La perte de biodiversité a des répercussions en cascade sur les écosystèmes et sur les sociétés humaines.

  • Perte de services écosystémiques : Ces services sont les bénéfices que les humains tirent des écosystèmes.
    • Services d'approvisionnement : nourriture, eau douce, bois, fibres, médicaments.
    • Services de régulation : régulation du climat, purification de l'eau et de l'air, pollinisation, contrôle des maladies, protection contre les catastrophes naturelles.
    • Services culturels : récréation, bien-être spirituel et esthétique.
    • La perte d'espèces et d'écosystèmes compromet directement la fourniture de ces services essentiels à notre survie et à notre qualité de vie.
  • Fragilisation des écosystèmes : Une biodiversité réduite rend les écosystèmes moins résilients face aux perturbations.
    • Moins de diversité génétique signifie une capacité d'adaptation réduite des populations.
    • Moins de diversité d'espèces peut entraîner une simplification des réseaux trophiques et une vulnérabilité accrue aux maladies ou aux espèces envahissantes.
    • Un écosystème diversifié est généralement plus stable et productif.
  • Impacts économiques et sociaux :
    • Perte de ressources naturelles pour l'agriculture, la pêche, la foresterie.
    • Coûts liés aux catastrophes naturelles amplifiées (inondations, érosion des sols).
    • Perte de potentiel pour de nouvelles découvertes médicales ou biotechnologiques.
    • Impacts sur les cultures, les traditions et le bien-être des populations qui dépendent directement de la nature.

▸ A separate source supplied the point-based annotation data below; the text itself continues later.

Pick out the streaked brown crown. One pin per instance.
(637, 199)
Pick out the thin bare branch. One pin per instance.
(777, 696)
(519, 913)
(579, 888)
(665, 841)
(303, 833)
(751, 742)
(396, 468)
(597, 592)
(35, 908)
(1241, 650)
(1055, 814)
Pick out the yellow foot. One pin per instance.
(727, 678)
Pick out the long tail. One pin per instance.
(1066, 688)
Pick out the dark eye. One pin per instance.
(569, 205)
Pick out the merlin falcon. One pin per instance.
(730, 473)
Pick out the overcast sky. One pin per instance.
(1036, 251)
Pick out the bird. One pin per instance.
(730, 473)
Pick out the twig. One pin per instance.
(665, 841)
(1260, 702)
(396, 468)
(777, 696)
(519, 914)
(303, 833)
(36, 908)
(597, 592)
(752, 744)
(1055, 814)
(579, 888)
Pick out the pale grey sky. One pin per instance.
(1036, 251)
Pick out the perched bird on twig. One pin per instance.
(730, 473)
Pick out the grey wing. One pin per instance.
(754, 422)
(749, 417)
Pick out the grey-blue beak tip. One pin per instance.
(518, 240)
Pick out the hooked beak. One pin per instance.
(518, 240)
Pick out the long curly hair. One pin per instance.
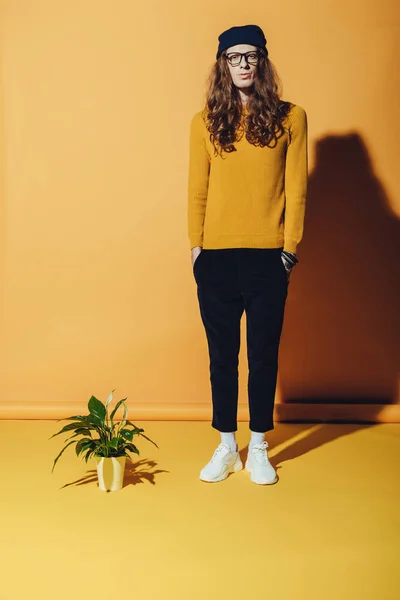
(263, 124)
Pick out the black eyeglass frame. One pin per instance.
(257, 52)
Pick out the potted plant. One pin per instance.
(112, 445)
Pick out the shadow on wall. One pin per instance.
(340, 340)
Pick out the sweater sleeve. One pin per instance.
(199, 169)
(296, 174)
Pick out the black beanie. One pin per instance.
(243, 34)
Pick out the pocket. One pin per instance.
(196, 261)
(284, 269)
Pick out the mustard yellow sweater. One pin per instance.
(252, 198)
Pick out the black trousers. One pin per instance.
(230, 281)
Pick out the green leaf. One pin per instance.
(127, 434)
(63, 450)
(97, 410)
(83, 444)
(69, 427)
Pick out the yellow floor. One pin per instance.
(329, 529)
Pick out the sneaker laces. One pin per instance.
(218, 451)
(260, 453)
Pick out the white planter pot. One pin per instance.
(110, 472)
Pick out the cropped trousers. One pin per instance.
(229, 282)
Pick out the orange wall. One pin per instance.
(97, 286)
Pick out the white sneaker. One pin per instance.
(258, 465)
(223, 462)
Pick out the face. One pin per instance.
(244, 73)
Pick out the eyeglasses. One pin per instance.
(235, 58)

La conservation de la biodiversité

Face à l'ampleur de la crise de la biodiversité, des actions de conservation sont mises en œuvre à différentes échelles.

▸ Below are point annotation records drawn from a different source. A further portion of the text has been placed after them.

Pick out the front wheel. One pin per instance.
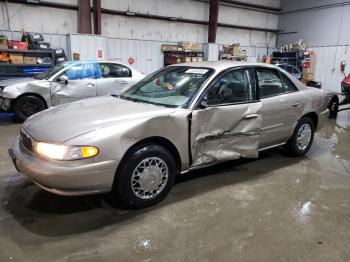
(302, 138)
(145, 178)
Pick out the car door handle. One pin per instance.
(251, 116)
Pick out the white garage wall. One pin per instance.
(322, 24)
(328, 59)
(146, 54)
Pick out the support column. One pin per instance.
(97, 17)
(213, 20)
(84, 26)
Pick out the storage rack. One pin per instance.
(18, 70)
(180, 54)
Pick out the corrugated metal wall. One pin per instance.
(328, 59)
(146, 54)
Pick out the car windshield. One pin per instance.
(50, 72)
(173, 86)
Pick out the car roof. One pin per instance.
(222, 65)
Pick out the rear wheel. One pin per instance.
(333, 107)
(301, 141)
(27, 106)
(145, 178)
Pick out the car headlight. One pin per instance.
(63, 152)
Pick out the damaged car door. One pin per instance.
(75, 83)
(227, 122)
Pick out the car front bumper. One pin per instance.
(323, 116)
(62, 178)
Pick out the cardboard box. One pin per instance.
(186, 59)
(3, 42)
(29, 60)
(184, 44)
(233, 50)
(16, 59)
(308, 76)
(188, 46)
(236, 49)
(165, 48)
(18, 45)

  • Aires protégées : Mise en place de zones géographiques où la nature est protégée par des mesures légales.
    • Parcs nationaux, réserves naturelles, parcs marins.
    • Elles visent à préserver des habitats et des espèces emblématiques ou menacées.
    • Les aires protégées sont un outil essentiel de conservation in situ (sur place).
  • Restauration écologique : Actions visant à réparer ou à reconstruire des écosystèmes dégradés par les activités humaines.
    • Reboisement, restauration de zones humides, dépollution des sols et de l'eau.
    • Réintroduction d'espèces disparues localement.
    • Ces projets sont souvent complexes et de longue haleine.
  • Développement durable : Un mode de développement qui répond aux besoins du présent sans compromettre la capacité des générations futures à répondre aux leurs.
    • Il intègre les dimensions environnementales, sociales et économiques.
    • Favorise les pratiques agricoles durables, la consommation responsable, les énergies renouvelables, l'économie circulaire.
    • L'objectif est de concilier le développement humain avec la préservation de la biodiversité.

Le rôle de la génétique dans la conservation

La génétique est un outil précieux pour comprendre et agir en faveur de la conservation de la biodiversité.

  • Diversité génétique des populations : L'analyse de la diversité génétique permet d'évaluer la santé et le potentiel évolutif des populations.
    • Des populations avec une faible diversité génétique sont plus vulnérables aux maladies et aux changements environnementaux et ont un risque d'extinction plus élevé.
    • La génétique aide à identifier les populations les plus menacées et à prioriser les efforts de conservation.
  • Programmes d'élevage : Pour les espèces en danger critique d'extinction, des programmes d'élevage en captivité sont mis en place.
    • L'objectif est de maintenir une diversité génétique maximale au sein de ces populations pour éviter la consanguinité et préserver leur capacité d'adaptation.
    • Les individus sont sélectionnés pour éviter les croisements entre proches parents.
    • Ces programmes visent souvent la réintroduction des espèces dans leur milieu naturel.
  • Banques de gènes : Ce sont des installations qui conservent du matériel génétique (graines, ovules, spermatozoïdes, tissus, ADN) d'espèces végétales et animales.
    • Elles constituent une "assurance vie" contre l'extinction, permettant de potentiellement recréer des populations ou de restaurer la diversité génétique en cas de besoin.
    • Exemple : La banque mondiale de semences du Svalbard.
    • La génétique offre des outils pour une conservation plus ciblée et plus efficace.